第684話コレートル追撃戦(in地球)37
「概念、原理」
壁から出たリーゼは床を踏み切ると真っ直ぐ三島煌一に向かう。
直線的なリーゼの動きに合わせて拳打を打ち出す三島煌一だったが、原理の概念でリーゼは空中で巧みに軌道を変えると三島煌一の真後ろ周り込み、三島煌一の腰目掛けて蹴りを繰り出す。
だが…
三島煌一はまるで後ろに目があるかのように空中で一回転…サマーサルトを決めると真後ろにいるリーゼに蹴りを叩き込む。
10倍のステータスでなんとかその場で耐えたリーゼだったが両足が10センチ程床にめり込む。
ジジイ…それ以前に人間のくせになんて身体能力…
これに比べたら先程相手したフロゲニなど赤子も同然である。
「すげーガキだな?殺す気でやって2発も受けられたのは初めてだぞ?」
蹴った衝撃を利用して空中で体を捻って着地した三島煌一は言った。
だが、対するリーゼは逆に落ち着きを取り戻す。
それはとある決心が固まったからだ。
「さすがはパパの兄って事か…できれば無傷で制圧したかったけどこれは無理だね。

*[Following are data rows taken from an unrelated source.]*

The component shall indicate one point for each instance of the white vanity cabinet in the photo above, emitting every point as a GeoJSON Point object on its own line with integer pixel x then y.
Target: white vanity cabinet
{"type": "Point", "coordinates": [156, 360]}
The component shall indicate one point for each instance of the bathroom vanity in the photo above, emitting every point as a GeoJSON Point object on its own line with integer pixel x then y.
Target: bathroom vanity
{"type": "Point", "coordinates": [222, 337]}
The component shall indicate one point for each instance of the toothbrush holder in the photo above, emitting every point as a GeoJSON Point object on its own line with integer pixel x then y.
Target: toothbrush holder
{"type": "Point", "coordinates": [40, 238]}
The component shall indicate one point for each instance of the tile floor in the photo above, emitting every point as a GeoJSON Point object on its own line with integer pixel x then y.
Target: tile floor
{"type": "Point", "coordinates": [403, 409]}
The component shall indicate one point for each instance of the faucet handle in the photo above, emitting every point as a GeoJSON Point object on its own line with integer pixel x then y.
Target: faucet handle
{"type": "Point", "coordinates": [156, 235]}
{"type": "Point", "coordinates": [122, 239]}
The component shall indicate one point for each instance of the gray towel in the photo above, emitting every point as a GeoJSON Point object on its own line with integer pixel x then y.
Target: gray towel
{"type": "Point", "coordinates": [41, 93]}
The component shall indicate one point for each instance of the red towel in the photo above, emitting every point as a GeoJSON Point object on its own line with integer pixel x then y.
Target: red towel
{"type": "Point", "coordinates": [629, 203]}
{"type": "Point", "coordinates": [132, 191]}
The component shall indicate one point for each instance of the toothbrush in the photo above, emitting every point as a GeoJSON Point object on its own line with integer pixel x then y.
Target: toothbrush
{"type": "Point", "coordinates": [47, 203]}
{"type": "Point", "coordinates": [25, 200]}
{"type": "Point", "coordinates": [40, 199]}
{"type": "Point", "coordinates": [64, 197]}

ごめんだけど、多少の火傷は覚悟してね?概念、炎舞」
その瞬間、リーゼは体に炎を纏うが…次の瞬間には消え失せた。
「…概念、消失。…お前ら3人は留守番もできねーのかよ?」
突如、リーゼと三島煌一の間に現れた真っ白な髪と真っ赤な瞳を持つ美少年は呆れた様子で言ったのだった。
〜
時は少し遡る。
俺は鷹宮の事務所に転移した。
「あ、ご苦労様です。鋭治さん早かったですね」
鷹宮がそんな事を言いながら出迎える。
ヤクザの場合、お疲れ様とご苦労様のどちらを目上の人間相手に使うかの基準が真逆だ。
「「ご苦労様ですっ!!」」
リーゼ達にぶちのめされた鷹宮の子分達も俺に頭を下げる。
俺はそんな連中に対して軽く手をあげると奥へ進む。
奥の部屋はリーゼやエリス…俺の仲間がいるはずだった。
「ラグア様、お疲れ様です。ご報告がございます」
奥の部屋で俺に跪いたエリスはもちろんヤクザではないので、お疲れ様だ。
俺は部屋を見渡す。
机の上に無造作に置かれた札束や硬貨…
そして部屋にはエリス以外誰もいない。
「それはリーゼやカティア達がいねー事と関係あるか?」
「はっ、カティア様はラグア様が外出なされた直後にシュドレを伴って外出…。リーゼ様はカティア様達がこの惑星のリオーナ様に接触したのを見計らって先程外出なされました」
「は?」
そんなエリスの報告に俺はおそらく間抜けな顔で言ったのだった。